Most investors are optimistic about CarMax, Inc's (KMX 0.83%) future because of its historic growth rates. Consider that over the last decade, ending fiscal year 2015, CarMax has grown its revenues and earnings per share by annual averages of 10.5% and 19.5%, respectively. Those are impressive numbers for any decade, especially when it includes a severe financial crisis that sent sales of vehicles plunging.

Most investors also understand that CarMax's footprint only reaches 63% of the American population, and that the company plans to open as many as 48 stores by the end of fiscal year 2018 -- which is almost 32% growth from the end of fiscal year 2015.

It's clear the growth story is compelling -- but here are three overlooked reasons investors should love CarMax even more.

Network effect
When glancing over CarMax's business model from the 10,000-foot perspective, you wouldn't expect to find a network effect.
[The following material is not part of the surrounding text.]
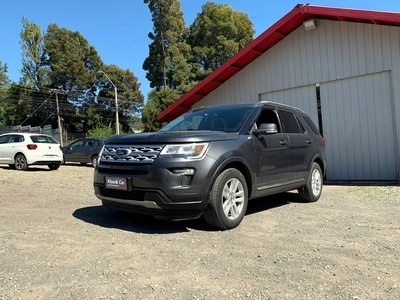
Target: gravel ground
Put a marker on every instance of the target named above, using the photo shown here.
(58, 242)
After all, a network effect is typically seen with companies like LinkedIn or Facebook, which are more valuable to users as the total number of users increases.

While that's definitely a good example of a network effect, CarMax experiences a similar benefit. As CarMax continues to grow its number of stores significantly each year, its total number of vehicles in inventory will increase. CarMax's inventory of 60,000 used vehicles nationwide doesn't create a network effect on its own. However, CarMax's move to connect its nationwide inventory to its website, which enables customers to transfer nearly any used vehicle to a local store for purchase, certainly makes every new dealership that much more valuable in the grand scheme.
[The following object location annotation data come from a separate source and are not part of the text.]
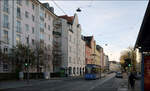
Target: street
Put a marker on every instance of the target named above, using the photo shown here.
(109, 83)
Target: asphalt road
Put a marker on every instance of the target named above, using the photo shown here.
(109, 83)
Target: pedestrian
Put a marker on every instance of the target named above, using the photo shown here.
(132, 80)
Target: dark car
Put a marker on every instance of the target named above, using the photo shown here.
(119, 75)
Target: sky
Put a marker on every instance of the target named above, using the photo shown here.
(115, 23)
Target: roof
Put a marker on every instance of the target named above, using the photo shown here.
(68, 18)
(88, 38)
(143, 39)
(46, 8)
As CarMax grows its store count between 13 and 16 new stores annually over the next couple of years in cities such as Minneapolis and Boston, incremental sales as far away as Los Angeles could be generated -- and that's an effect investors should love.
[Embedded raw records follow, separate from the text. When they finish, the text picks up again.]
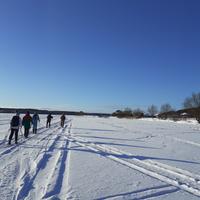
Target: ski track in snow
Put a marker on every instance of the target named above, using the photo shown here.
(177, 177)
(47, 166)
(54, 164)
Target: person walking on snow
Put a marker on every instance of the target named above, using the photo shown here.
(26, 122)
(15, 124)
(35, 120)
(49, 117)
(62, 118)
Beyond its network effect, there's another hidden reason to be optimistic about CarMax's future growth.

CarMax Auto Finance
At the end of fiscal year 2015, sales of CarMax retail used vehicles generated 57% of gross profit dollars. For that reason, it makes sense that most investors overlooked the 13% generated by finance. However, there could be a good amount of upside in this business segment for CarMax and its investors.

Obviously, as CarMax continues to improve its comparable-store sales and overall total units sold, CAF stands to benefit -- just as it has already, as you can see below.


Chart source: CarMax, European Investor Presentation.

Where's the upside, you ask?

Consider that at the end of fiscal year 2015, CAF financed just over 40% of its retail vehicle unit sales. That doesn't mean CarMax wants to increase that significantly -- there are some consumers the used-vehicle retailer doesn't want to finance, as their loans would be riskier. However, there should definitely be some room to grow the percentage of loans it finances out of total retail units sold, and that would send CAF income higher faster than it has in the past.

Already, as of the first fiscal quarter of 2016, CAF has increased its managed receivables to $8.5 billion from $7.9 billion as posted in the above graph at the end of fiscal 2015.

Ultimately, investors are familiar with the major aspects of CarMax's growth story, but there are definitely some overlooked elements that could make owning CarMax even more lucrative as its story continues to develop long-term.